The Aims of Teaching

The main aims of teaching are to induce students to learn.

• Teaching is to inform and explain to your students any new knowledge they are expected to know in your subject area.

• Teaching aims at stimulating, directing and guiding students.

• Teaching aims at identifying learning problems.

• Teaching involves sharing experiences between the teacher and the learner.

• Teaching brings about a desirable change in the behaviour of the learner.

• Teaching makes the teacher to be interested in the development of his pupil.

• One aim of teaching is to bring the students together for better interaction. In the process of teaching, students mix
freely together and understand one another’s behaviour.

• Another aim of teaching is to have good interaction with the people in the community where the school is cited.

• Teaching is a deliberate and planned activity which is goal-oriented, meaningful and functional.

• Teaching helps to identify what to learn through the use of syllabus and the scheme of work drawn.

The Syllabus

A syllabus is a broad outline of the work planned to be done in the course of a year with each class in each subject. This course work may either be constructed by the school or imposed by some external examining bodies.

Syllabus is usually presented as a list of topics to be covered within a given period.

Rules Governing A Good Syllabus

• Aim – Work Planned should have an aim

• Relevant – Work planned should be relevant to the needs of the students and the society which they serve

• Work Load – It should contain a manageable amount of work, not over-loaded.

• Time -Work load should be capable of being completed within the time allotted

• Suitability – Work planned should be suitable for the age group and the stage of development for which the syllabus is intended.

• Previous Knowledge – It should take into account students’ previous knowledge or skills

• Correlation – it should be integrated or linked with other subjects in the school curriculum.

The Scheme of Work

The scheme of work is the breaking down of topics in the syllabus into series of lessons.
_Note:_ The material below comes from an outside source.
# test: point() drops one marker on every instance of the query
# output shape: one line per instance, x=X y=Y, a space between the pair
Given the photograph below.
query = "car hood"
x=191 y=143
Scheme of work in any subject is a clear and orderly statement of the work the teacher proposes to do in a given period.

The work is for a year and it is divided into weeks and/or terms. Weekly scheme serves as a good guide to the teacher

Scheme of work should contain the following:

• Term and Week

• Topic of Study

• Class Activities

• Teaching Aids

• Correlation with other subjects (related subjects)

scheme of work

scheme of work2

scheme of work 3

The Advantages of Using a Scheme of Work

• A scheme of Work makes a careful and logical arrangement of work to be done.

• It encourages course work to be covered within a stipulated period of time.
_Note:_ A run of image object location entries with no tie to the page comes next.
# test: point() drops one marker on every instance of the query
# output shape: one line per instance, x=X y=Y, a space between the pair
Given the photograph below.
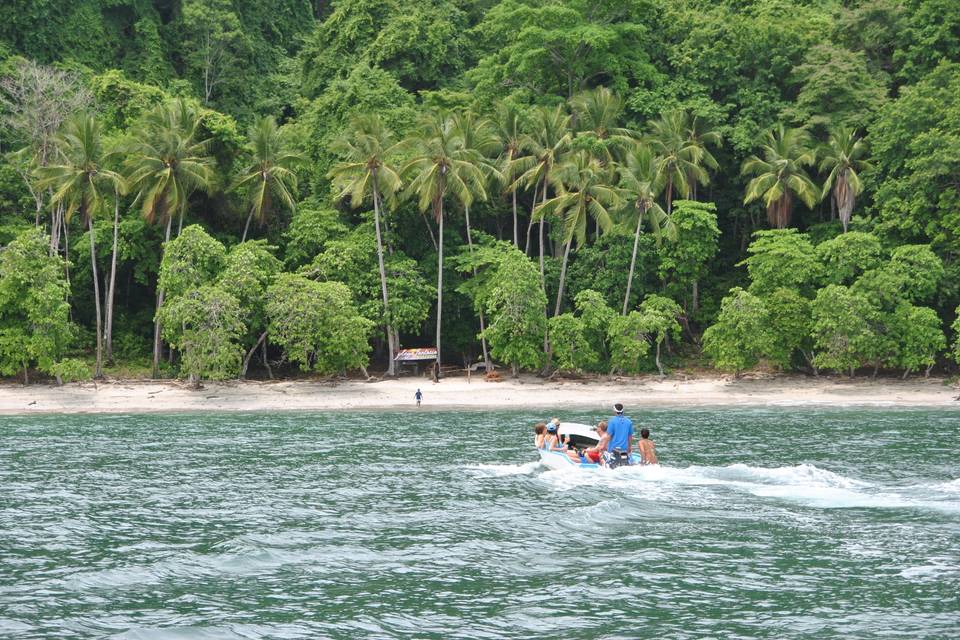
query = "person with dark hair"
x=648 y=450
x=620 y=429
• In case of emergency, it allows for a substitute teacher to stand in for the regular/substantive teacher without much problem.
• It is a good instrument to evaluate the coverage of the syllabus.


Aims of teaching reveal the purposes or intentions that teaching is meant to accomplish. To be able to achieve the aims of teaching one must have a good knowledge of what the syllabus and the scheme of work entail. If the subject matter to be taught is not carefully drawn out in the syllabus and well spread out in the scheme of work, the aims of teaching may be defeated.